Investigators have ruled out any sign of assault. The injuries on his body came from frantic attempts to revive him. Medications for epilepsy and hypertension were found in his blood. The Singapore police, quite clearly, do not suspect foul play. The cause of death, the autopsy concluded, was drowning.


But in Assam, the SIT has built a case premised on murder and conspiracy, even as Singapore’s investigators have found no such thing. One may admire the emotional impulse behind the SIT’s zeal that Garg was a cultural icon, and grief seeks someone to blame. But criminal law is not meant to be an instrument of collective catharsis.


What, then, of those arrested? The evidence so far suggests not villains but bystanders to a catastrophe born of recklessness. Murder requires intent or at least knowledge that death is likely. What emerges from the Singapore inquiry is not intent but misadventure.

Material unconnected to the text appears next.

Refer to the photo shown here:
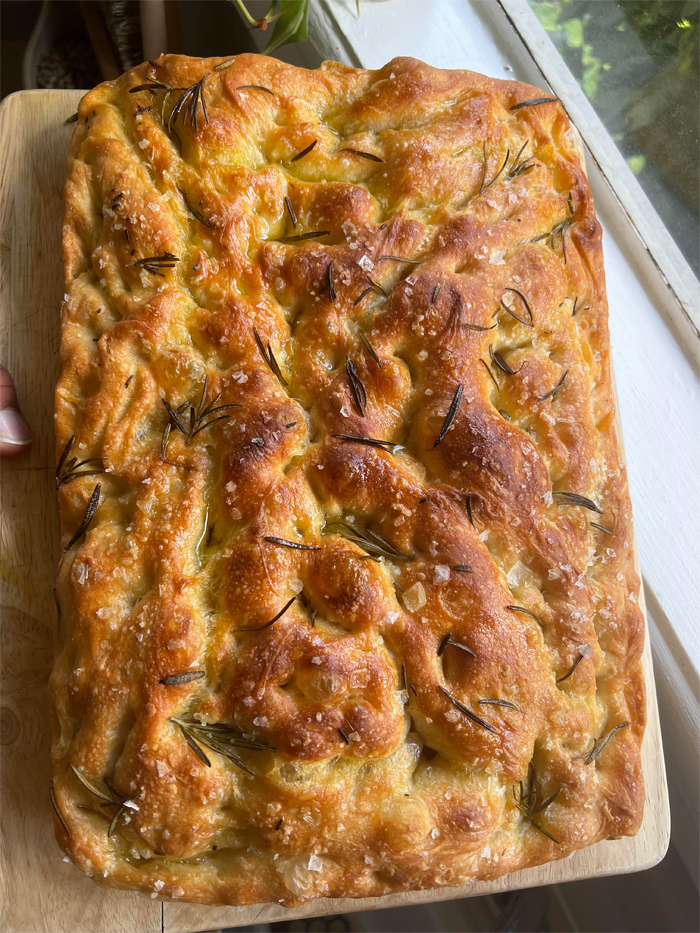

The political afterlife of Garg’s death in Assam has been less dignified. In a state where institutions are often bent by populism, the SIT’s sprawling charge sheet looks less like a careful prosecution and more like an attempt to keep alive a narrative that the facts no longer sustain. The inclusion of family members, bandmates and security staff smacks of dragnet justice.


None of this diminishes Garg’s loss, nor the pain of those who loved him. But grief does not license the invention of crimes. Assam’s authorities should take note. If the final findings confirm what has already been placed on the record, the arrested should not merely be acquitted. They should be released promptly, with apologies. The truth, in this case, seems sobering and far more banal.